Si le Sénégal est passé à côté d’un premier sacre dés sa première Can à Tunis en 1965, c’est à cause des «subtilités de l’algèbre» s’était écrié l’ancien journaliste Alassane Ndiaye «Alou». Mais c’est parce que aussi la «Géopolitique s’en était mêlé», selon Yatma Diop qui a ramené au goût du jour les deux premières Can auxquelles le Sénégal a pris part. L’ancien attaquant sénégalais a profité de la veille de la Can pour remonter le cours de l’histoire sur «l’arbitraire» subi par les équipes sénégalaises et retrace avec force détails et d’anecdotes le parcours des Lions à «Asmara 68» considérée par certains spécialistes comme une «Can référence» pour le Sénégal.
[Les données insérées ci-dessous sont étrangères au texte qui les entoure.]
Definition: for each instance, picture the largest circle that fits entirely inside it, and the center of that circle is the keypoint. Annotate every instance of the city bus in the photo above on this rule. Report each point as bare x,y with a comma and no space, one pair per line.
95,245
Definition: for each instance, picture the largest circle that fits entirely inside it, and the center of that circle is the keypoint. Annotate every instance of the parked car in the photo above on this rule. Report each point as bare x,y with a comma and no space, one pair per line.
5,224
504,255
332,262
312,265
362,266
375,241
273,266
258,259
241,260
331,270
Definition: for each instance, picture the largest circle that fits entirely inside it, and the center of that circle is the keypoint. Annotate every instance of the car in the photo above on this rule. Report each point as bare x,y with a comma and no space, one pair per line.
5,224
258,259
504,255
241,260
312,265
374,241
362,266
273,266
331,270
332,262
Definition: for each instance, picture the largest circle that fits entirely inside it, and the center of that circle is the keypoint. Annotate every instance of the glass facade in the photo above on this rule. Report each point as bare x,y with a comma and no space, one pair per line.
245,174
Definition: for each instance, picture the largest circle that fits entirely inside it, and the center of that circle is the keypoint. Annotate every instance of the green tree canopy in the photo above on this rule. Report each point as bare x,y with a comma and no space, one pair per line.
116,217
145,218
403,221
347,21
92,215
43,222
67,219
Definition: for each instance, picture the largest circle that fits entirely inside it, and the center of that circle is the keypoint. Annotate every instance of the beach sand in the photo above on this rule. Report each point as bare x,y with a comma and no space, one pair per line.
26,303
TUNIS 1965 : QUAND LA GEOPOLITIQUE S’EN MELE
«Le règlement du football à l’époque, on divisait le nombre de buts marqués par celui de buts encaissés. C’est cela le goal-average. Comme Demba Thioye, l’a dit dans la poule du Sénégal. Le Sénégal a gagné contre l’Ethiopie par 5 à 1 et la Tunisie a battu les Ethiopiens par 4 à 0. Le Sénégal et la Tunisie ont fait match nul. Donc le Sénégal et la Tunisie sont à égalité. La Caf a dit 5 divisé par 1 égal à 5. Le Sénégal a + 5. La Caf a dit 4 divisé par 4 c’est l’infini. Si c’était aujourd’hui, on aurait parlé de goal-différence qui est une soustraction», confie-t-il. En récusant la décision de la Caf, les Sénégalais ont refusé de jouer le match de classement. Comme Demba Thioye l’a souligné, il a fallu que l’Etat du Sénégal, par l’intermédiaire du Président Senghor, intervienne. Parce qu’il fallait faire en sorte que la Tunisie, pays organisateur soit finaliste et non le Sénégal. Certains, parmi les joueurs dont Demba Thioye, ont fait preuve de caractère en disant qu’ils ne vont pas jouer. Les joueurs qui étaient de cette campagne de 1965 ont confirmé ce que Demba Thioye a dit. La Géopolitique s’en est mêlée et le Sénégal n’est pas passé».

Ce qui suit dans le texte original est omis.